Now we have to switch gears and talk about the new Queer Eye. How are you liking it?
Oh, I really like it. I haven’t watched all of them. As you may know, my former assistant [Antoni Porowski] is the food and wine guy.
Can you clarify something for me? Porowski is quite the controversial figure in social media. I come across all these conspiracy theories about how he’s a phony because, for example, he suggested putting Greek yogurt in guacamole, which is apparently a horrible offense. And then I read that you recommended him for the show, and I’m thinking, Well, geez, I trust Ted Allen’s opinion. The thing is, I rarely cook, so I don’t know when a criticism is valid or whom to believe.
Believe me because I’ve eaten his food and known him for years. All I can tell you is that Antoni is a profoundly decent, smart, caring, empathetic, sensitive guy, and I’ve witnessed his passion. He came to one of my book signings with the express purpose of trying to get a job with me. And before long, he got one.

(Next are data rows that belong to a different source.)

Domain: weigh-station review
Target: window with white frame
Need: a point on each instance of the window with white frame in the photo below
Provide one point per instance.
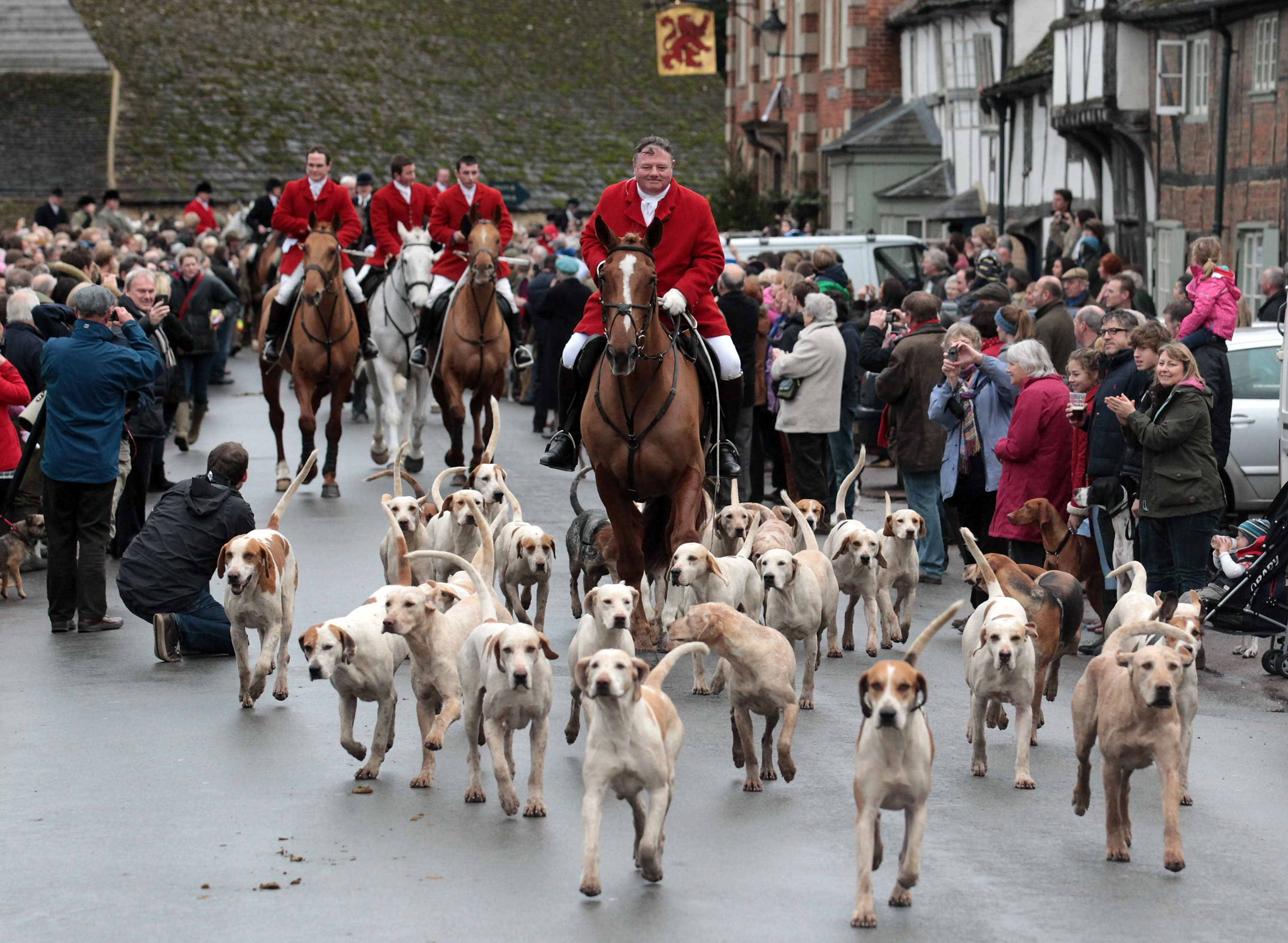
(1170, 78)
(1265, 46)
(1200, 53)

Like you, he lives in Brooklyn, right?
He lives across the street from me. Which is really just a coincidence. I hope [Laughs.] He has done tons and tons of cooking for Barry [Rice, my husband] and me. He is an incredibly passionate person about food. What particularly shines through in the show, aside from him being dazzlingly handsome, is that he’s real. And you can sense his passion and excitement about food. You want to quibble about the way he makes guacamole? Whatever. I suggest that you toss the New Yorker column aside [the one titled “The Exquisite Blankness (and Highly Questionable Guacamole) of Antoni Porowksi From ‘Queer Eye’”] and look at the New York Times article that came out a few days later [titled “Antoni Porowski Can Cook”] where the reporter went to Antoni’s home and watched as he made homemade spaghetti and meatballs from his own modification of the Marcella Hazan recipe. And they took pictures of him doing it, and she ate it, and it was great.

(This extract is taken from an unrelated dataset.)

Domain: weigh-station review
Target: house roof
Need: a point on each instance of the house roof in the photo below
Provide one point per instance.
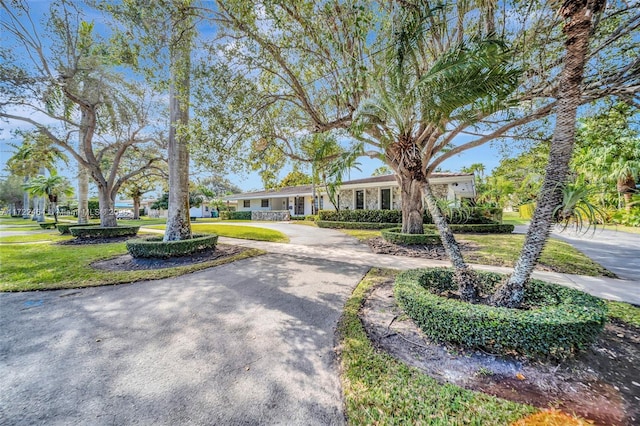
(304, 190)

Here’s something you’ve got to understand. When you’re the food guy on Queer Eye, you’re working on men who don’t even know how to use a corkscrew. When you’re doing a makeover show for guys who don’t know anything about food, what do you expect him to do, teach them how to slaughter a pig? I mean, baby steps.
Another criticism is that Porowski doesn’t have proper training. But as you mentioned earlier, you don’t either.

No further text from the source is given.